Botulinum toxin A (BoNT) is often used for the control of spasticity, as many studies have shown that it is both safe and effective. BoNT acts by reducing the release of acetylcholine from neurons to the muscles, which decreases muscle hyperactivity.
How patients respond to treatment depends on the dose of BoNT, the way it’s administered, and rehabilitation therapies that accompany it.
BoNT’s effect on neuromuscular junctions lasts for 12-16 weeks, but due to its temporary effect, the injection is often re-administered. However, since CP is a life-long disease, the long-term effects and effectiveness of this treatment need to be further evaluated.
A multicenter, double-blinded, randomized, Phase 3 clinical trial (NCT01787344) was conducted to compare the effectiveness of Botulax (letibotulinumtoxin A) and Botox (onabotulinumtoxin A) in the treatment of CP children.

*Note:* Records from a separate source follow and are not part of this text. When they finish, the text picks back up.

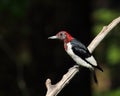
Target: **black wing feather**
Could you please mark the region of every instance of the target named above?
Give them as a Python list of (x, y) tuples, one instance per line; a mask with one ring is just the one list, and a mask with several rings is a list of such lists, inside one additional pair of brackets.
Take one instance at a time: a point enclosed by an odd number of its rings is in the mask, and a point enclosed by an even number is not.
[(73, 52), (85, 60), (85, 58), (88, 58), (91, 56), (91, 53), (88, 51), (87, 47), (83, 45), (81, 42), (74, 39), (72, 42), (72, 50)]

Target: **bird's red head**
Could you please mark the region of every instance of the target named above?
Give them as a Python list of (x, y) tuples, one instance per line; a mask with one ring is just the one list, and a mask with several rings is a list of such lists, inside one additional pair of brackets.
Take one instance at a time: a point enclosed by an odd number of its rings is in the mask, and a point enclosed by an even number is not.
[(68, 43), (73, 40), (73, 37), (66, 31), (60, 31), (55, 36), (49, 37), (49, 39), (60, 39), (65, 43)]

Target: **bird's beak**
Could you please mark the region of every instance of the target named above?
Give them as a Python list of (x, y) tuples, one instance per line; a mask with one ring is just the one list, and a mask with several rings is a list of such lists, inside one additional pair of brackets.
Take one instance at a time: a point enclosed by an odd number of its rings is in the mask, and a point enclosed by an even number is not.
[(48, 37), (48, 39), (58, 39), (57, 36), (51, 36), (51, 37)]

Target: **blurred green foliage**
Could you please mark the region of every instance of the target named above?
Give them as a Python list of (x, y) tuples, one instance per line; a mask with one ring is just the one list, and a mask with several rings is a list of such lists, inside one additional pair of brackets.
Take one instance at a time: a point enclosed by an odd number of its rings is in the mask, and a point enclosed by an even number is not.
[[(93, 13), (93, 18), (95, 20), (94, 27), (93, 27), (93, 34), (97, 35), (103, 28), (103, 26), (108, 25), (112, 20), (119, 17), (120, 13), (117, 10), (113, 9), (105, 9), (101, 8), (98, 10), (95, 10)], [(119, 24), (112, 29), (108, 36), (105, 38), (103, 43), (103, 50), (101, 50), (101, 56), (102, 52), (104, 52), (106, 63), (108, 65), (116, 65), (120, 63), (120, 28)], [(105, 51), (106, 50), (106, 51)]]

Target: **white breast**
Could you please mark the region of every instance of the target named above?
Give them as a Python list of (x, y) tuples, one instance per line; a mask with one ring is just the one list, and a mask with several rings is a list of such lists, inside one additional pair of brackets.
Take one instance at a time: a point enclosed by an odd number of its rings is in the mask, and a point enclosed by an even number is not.
[(87, 62), (85, 62), (82, 58), (80, 58), (79, 56), (75, 55), (72, 51), (72, 45), (70, 43), (67, 43), (67, 50), (66, 52), (68, 53), (68, 55), (70, 55), (72, 57), (72, 59), (81, 66), (93, 69), (93, 67), (88, 64)]

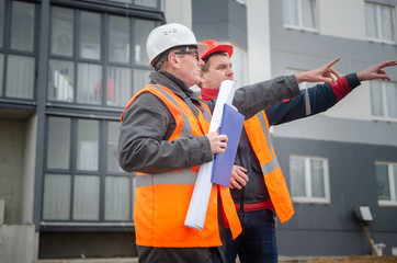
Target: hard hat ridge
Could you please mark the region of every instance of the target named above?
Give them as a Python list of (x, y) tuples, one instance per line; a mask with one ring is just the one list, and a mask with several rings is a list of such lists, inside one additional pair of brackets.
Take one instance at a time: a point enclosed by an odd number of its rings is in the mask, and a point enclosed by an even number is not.
[(154, 66), (160, 54), (178, 46), (196, 46), (200, 55), (207, 49), (206, 44), (197, 43), (189, 27), (178, 23), (160, 25), (150, 32), (146, 42), (149, 65)]

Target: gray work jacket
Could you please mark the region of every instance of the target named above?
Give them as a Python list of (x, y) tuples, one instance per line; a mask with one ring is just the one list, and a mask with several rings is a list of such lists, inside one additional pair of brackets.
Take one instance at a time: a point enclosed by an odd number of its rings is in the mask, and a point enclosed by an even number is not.
[[(197, 116), (198, 98), (186, 84), (167, 72), (152, 72), (151, 83), (167, 87), (179, 95)], [(249, 118), (275, 103), (299, 95), (295, 76), (279, 77), (237, 89), (232, 104)], [(213, 112), (216, 100), (204, 102)], [(200, 165), (213, 160), (206, 136), (167, 139), (175, 121), (166, 104), (156, 95), (144, 92), (123, 116), (118, 140), (118, 162), (128, 172), (162, 173)]]

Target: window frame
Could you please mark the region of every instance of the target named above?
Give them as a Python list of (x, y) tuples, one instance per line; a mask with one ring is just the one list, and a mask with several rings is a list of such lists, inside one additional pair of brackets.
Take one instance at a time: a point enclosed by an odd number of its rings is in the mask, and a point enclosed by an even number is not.
[[(12, 14), (13, 14), (13, 8), (15, 2), (21, 3), (27, 3), (33, 4), (34, 10), (34, 21), (33, 21), (33, 45), (32, 50), (19, 50), (13, 49), (11, 47), (11, 27), (12, 27)], [(4, 0), (4, 18), (3, 19), (3, 43), (2, 47), (0, 47), (0, 53), (3, 55), (3, 71), (2, 71), (2, 82), (0, 83), (0, 99), (4, 102), (14, 103), (18, 101), (19, 103), (22, 103), (23, 107), (27, 108), (34, 108), (34, 104), (36, 101), (36, 71), (37, 71), (37, 46), (38, 46), (38, 23), (39, 23), (39, 4), (37, 0), (32, 1), (25, 1), (25, 0), (18, 0), (18, 1), (11, 1), (11, 0)], [(23, 96), (12, 96), (7, 95), (7, 79), (8, 79), (8, 65), (9, 65), (9, 57), (10, 56), (16, 56), (16, 57), (26, 57), (33, 59), (33, 80), (32, 80), (32, 98), (23, 98)], [(31, 107), (30, 105), (33, 105)]]
[[(48, 168), (48, 138), (49, 138), (49, 123), (50, 118), (67, 118), (70, 119), (70, 139), (69, 139), (69, 164), (68, 168)], [(76, 230), (99, 230), (98, 227), (102, 230), (117, 230), (123, 229), (124, 231), (133, 231), (132, 226), (134, 226), (134, 201), (135, 201), (135, 181), (136, 181), (136, 173), (135, 172), (125, 172), (125, 171), (110, 171), (107, 169), (107, 151), (109, 149), (109, 133), (110, 133), (110, 123), (117, 123), (118, 119), (112, 118), (83, 118), (80, 116), (72, 116), (72, 115), (57, 115), (57, 114), (48, 114), (46, 116), (46, 129), (45, 129), (45, 149), (44, 149), (44, 171), (43, 171), (43, 209), (41, 214), (41, 226), (44, 231), (53, 231), (53, 230), (67, 230), (73, 229)], [(100, 162), (97, 170), (82, 170), (78, 169), (78, 125), (79, 121), (94, 121), (98, 122), (98, 142), (99, 142), (99, 153), (98, 153), (98, 161)], [(101, 160), (103, 160), (101, 162)], [(44, 218), (44, 179), (46, 175), (68, 175), (70, 176), (70, 199), (69, 199), (69, 216), (68, 219), (45, 219)], [(76, 176), (97, 176), (99, 178), (100, 185), (99, 185), (99, 219), (73, 219), (73, 193), (75, 193), (75, 178)], [(128, 178), (129, 179), (129, 206), (126, 207), (129, 209), (128, 220), (106, 220), (105, 215), (105, 182), (107, 178)]]
[[(397, 162), (385, 162), (385, 161), (376, 161), (376, 164), (382, 164), (387, 167), (387, 176), (389, 182), (389, 191), (390, 191), (390, 199), (382, 201), (379, 196), (377, 196), (378, 206), (397, 206), (397, 188), (395, 187), (397, 183), (395, 182), (394, 173), (397, 174), (397, 171), (394, 171), (394, 165), (397, 168)], [(377, 179), (377, 174), (375, 172), (375, 176)], [(397, 178), (397, 176), (396, 176)]]
[[(381, 3), (377, 3), (377, 2), (371, 2), (371, 1), (365, 1), (365, 8), (367, 4), (372, 4), (372, 5), (375, 5), (376, 8), (376, 30), (377, 30), (377, 37), (370, 37), (367, 36), (366, 32), (365, 32), (365, 37), (367, 41), (370, 42), (377, 42), (377, 43), (386, 43), (386, 44), (396, 44), (397, 43), (397, 32), (396, 32), (396, 8), (393, 7), (393, 5), (387, 5), (387, 4), (381, 4)], [(381, 7), (387, 7), (389, 9), (392, 9), (392, 25), (393, 25), (393, 28), (394, 28), (394, 41), (388, 41), (388, 39), (385, 39), (383, 38), (383, 22), (382, 22), (382, 14), (381, 14)], [(366, 23), (367, 23), (367, 18), (366, 18), (366, 14), (365, 14), (365, 26), (366, 26)]]
[[(135, 15), (136, 12), (138, 12), (137, 10), (132, 8), (132, 13), (129, 15), (125, 15), (125, 13), (120, 13), (120, 12), (113, 12), (114, 10), (112, 10), (112, 12), (107, 12), (106, 10), (98, 10), (98, 9), (82, 9), (80, 8), (82, 3), (80, 3), (79, 5), (70, 5), (70, 4), (60, 4), (59, 2), (64, 3), (63, 1), (55, 1), (54, 4), (50, 5), (50, 14), (49, 14), (49, 21), (53, 22), (53, 8), (64, 8), (64, 9), (70, 9), (72, 11), (72, 15), (73, 15), (73, 32), (72, 32), (72, 38), (73, 38), (73, 43), (72, 43), (72, 55), (71, 56), (64, 56), (64, 55), (55, 55), (52, 54), (52, 52), (48, 52), (48, 75), (47, 75), (47, 80), (49, 78), (49, 75), (52, 73), (52, 71), (49, 70), (49, 61), (50, 60), (55, 60), (55, 61), (64, 61), (64, 62), (71, 62), (73, 65), (73, 98), (72, 100), (57, 100), (54, 98), (49, 98), (48, 93), (49, 93), (49, 89), (52, 89), (52, 87), (49, 87), (50, 82), (47, 81), (47, 95), (46, 95), (46, 102), (47, 105), (56, 105), (56, 106), (63, 106), (63, 107), (84, 107), (84, 108), (92, 108), (95, 110), (98, 107), (100, 108), (107, 108), (110, 111), (122, 111), (125, 106), (126, 103), (123, 103), (123, 105), (117, 105), (117, 104), (113, 104), (113, 103), (109, 103), (107, 102), (107, 98), (106, 95), (102, 95), (101, 98), (97, 98), (98, 101), (94, 102), (84, 102), (84, 101), (79, 101), (79, 76), (78, 76), (78, 67), (81, 65), (94, 65), (94, 66), (99, 66), (101, 68), (101, 73), (100, 73), (100, 87), (101, 87), (101, 94), (107, 94), (107, 78), (109, 78), (109, 72), (111, 70), (111, 68), (123, 68), (123, 69), (128, 69), (129, 73), (128, 73), (128, 78), (132, 81), (129, 89), (131, 89), (131, 96), (133, 96), (135, 94), (135, 92), (137, 90), (139, 90), (141, 87), (139, 87), (138, 89), (135, 88), (135, 73), (136, 71), (139, 72), (139, 70), (145, 70), (145, 71), (151, 71), (151, 67), (149, 65), (145, 65), (145, 64), (139, 64), (135, 60), (135, 45), (137, 44), (136, 42), (136, 26), (137, 26), (137, 21), (141, 20), (141, 21), (150, 21), (154, 22), (154, 26), (158, 26), (161, 22), (161, 20), (158, 19), (152, 19), (151, 16), (144, 16), (144, 13), (140, 13), (141, 15)], [(104, 1), (107, 2), (107, 1)], [(107, 2), (110, 3), (110, 2)], [(113, 3), (113, 2), (112, 2)], [(81, 12), (93, 12), (93, 13), (98, 13), (100, 15), (100, 21), (101, 21), (101, 27), (100, 27), (100, 34), (101, 34), (101, 38), (100, 38), (100, 45), (101, 45), (101, 57), (100, 59), (88, 59), (88, 58), (82, 58), (80, 56), (80, 47), (78, 46), (79, 43), (79, 38), (80, 38), (80, 16), (81, 16)], [(140, 11), (143, 12), (143, 11)], [(129, 39), (129, 59), (128, 62), (120, 62), (120, 61), (111, 61), (110, 55), (109, 55), (109, 47), (110, 47), (110, 23), (111, 23), (111, 16), (121, 16), (121, 18), (126, 18), (128, 20), (128, 25), (129, 25), (129, 30), (128, 30), (128, 39)], [(48, 46), (52, 47), (52, 34), (53, 34), (53, 23), (50, 23), (50, 26), (48, 28)], [(50, 49), (50, 48), (49, 48)]]
[[(372, 108), (371, 108), (371, 116), (372, 119), (374, 121), (382, 121), (382, 122), (393, 122), (393, 123), (397, 123), (397, 117), (389, 117), (389, 111), (388, 111), (388, 100), (387, 100), (387, 87), (386, 84), (390, 84), (393, 83), (394, 88), (397, 90), (397, 83), (396, 82), (384, 82), (384, 81), (378, 81), (378, 80), (374, 80), (370, 82), (370, 100), (371, 100), (371, 107), (373, 106), (373, 99), (372, 99), (372, 90), (375, 90), (377, 88), (373, 87), (372, 82), (376, 82), (381, 85), (381, 99), (382, 99), (382, 110), (383, 110), (383, 116), (375, 116), (373, 115)], [(397, 104), (397, 102), (395, 102)], [(397, 107), (397, 105), (396, 105)]]
[[(294, 158), (300, 159), (304, 161), (304, 167), (305, 167), (304, 178), (305, 178), (306, 196), (294, 196), (293, 192), (292, 192), (294, 180), (293, 180), (293, 174), (292, 174), (292, 170), (291, 170), (291, 160)], [(325, 197), (321, 197), (321, 198), (311, 196), (311, 176), (310, 176), (311, 175), (311, 170), (310, 170), (311, 160), (322, 161)], [(331, 203), (328, 158), (313, 157), (313, 156), (297, 156), (297, 155), (290, 156), (290, 179), (291, 179), (291, 196), (292, 196), (292, 199), (294, 203), (303, 203), (303, 204), (330, 204)]]
[[(306, 31), (306, 32), (313, 32), (318, 33), (318, 2), (317, 0), (313, 0), (315, 2), (315, 8), (313, 10), (313, 16), (315, 20), (315, 27), (306, 27), (303, 23), (303, 0), (295, 0), (296, 1), (296, 15), (297, 15), (297, 24), (287, 24), (285, 21), (285, 18), (283, 16), (283, 24), (285, 28), (288, 30), (298, 30), (298, 31)], [(285, 9), (285, 7), (283, 7)]]

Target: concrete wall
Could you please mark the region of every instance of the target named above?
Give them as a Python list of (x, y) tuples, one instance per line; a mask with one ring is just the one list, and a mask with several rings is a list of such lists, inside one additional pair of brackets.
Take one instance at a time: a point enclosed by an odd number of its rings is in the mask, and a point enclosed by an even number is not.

The team also analyzed how the number of injections influenced gait scores and gross motor outcomes.
The gait analysis score was based on a physician’s rating scale for gait (PRS), in which a PRS score difference of two or more was considered successful. Gross Motor Function Measure-88 (GMFM-88) total, and subgroup D and E scores, were used to evaluate gross motor function.
Results showed that the first injection significantly increased the D subscale of Gross Motor Function Measure-88 at three months compared to patients who had repeated injections. Furthermore, after six months, patients who had either been administered one injection or none prior to the study had better outcomes in gait scores than those who had more than one injection.
Based on the results, the team suggested that repeated botulinum toxin injections are not a good therapeutic approach for spasticity in children with cerebral palsy.